Hudson Reporter Archive

Playing with the boys WNY will add girls’ soccer to high school; field will get new lights

Tuesday night’s rainfall didn’t discourage the members of the West New York recreation soccer league from practicing at Memorial Field on Broadway.

In fact, according to West New York Commissioner Sal Vega, who is also the athletic director for Memorial High School, it is the popularity of the recreation soccer program that sparked interest in a girls’ soccer team at Memorial High School.

Vega said that the high school will start the girls’ team this year at the high school. Memorial has had a boys’ soccer team since the 1970s.

Growing in popularity

There may be enough girls interested in soccer to begin a girls’ soccer team at Memorial High School, but with the recreation league, the girls still have to play with the boys.

“We have girls of various age groups on our teams,” said Dennis DeSocio, the director of West New York’s Recreation program. “But we don’t have enough girls to create a girls league. We might have enough [girls] to form an [all-girls] team in each age group, but not a whole league.”

“The sport has grown so much,” said Tito Pallarez, the coordinator for the recreation department. “We have a lot of girls playing on the boys’ teams.”

The recreation department now has five boys’ traveling teams that play throughout New Jersey, for boys ages 8 through 18. They also have in-house recreation programs for both boys and girls ages 5 through 18.

“I think a girls’ team would do very well,” said Gus Ochoa, the volunteer director of the recreation soccer program. “Based on the way the girls train and like the sport. We have girls playing with the boys now. That is how good they are.”

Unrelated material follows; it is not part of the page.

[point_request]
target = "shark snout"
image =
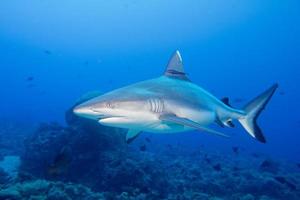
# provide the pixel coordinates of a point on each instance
(81, 110)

According to Pedro Rosero, one of the recreation team coaches, one of the best players in the recreation league is a girl.

Much of the program’s success is also due to the quality coaching staff that the recreation league has.

Many of the coaches in the recreation leagues have played soccer their whole lives in their countries.

Ochoa was a semi-professional player in Ecuador and Jorge Rosero, one of the team coaches, also played professional soccer for Ecuador.

“I pass everything I know along to the kids,” said Ochoa, who runs the league with his wife Sophia.

New lights

According to Vega, there are already more than 50 girls interested in the sport at Memorial.

“We will be able to start off with a varsity and junior varsity team.”

However, right now, the Centennial Field in West New York at Port Imperial, the new soccer field on River Road, has no lighting, forcing the teams to end practice early.

At a special meeting on July 22, the Board of Commissioners approved a resolution allowing the town to re-advertise for bids on lighting. The new deadline for receiving bids is Aug. 19 at 10 a.m.

“The new lights will give the teams the ability to practice into the late evening,” said Vega.

“Right now that field has no lights,” said West New York Mayor Albio Sires after the meeting. “This is something that is sorely needed.”

Centennial Field was built by Roseland Property Inc., the development company based out of Short Hills that is a main developer of the West New York waterfront.

This facility was part of an agreement made between Roseland and the town to build a recreational facility for the town’s soccer program.

Also as part of Roseland’s agreement with the town, Roseland has to fund a series of community development projects throughout West New York.

Besides the soccer field, Roseland also built the $650,000 fountain on the corner of 60th Street and Boulevard East in Donnelly Park, and they made the renovations to the town’s Little League Field on Broadway. As part of those renovations, Roseland replaced the fencing, added new lighting and built a new club house.

Roseland also agreed to donate $4,000 to the town’s affordable housing trust fund for each unit built on the waterfront at market value. $1.2 million of that money was used to help fund the three-site affordable housing project currently underway in West New York.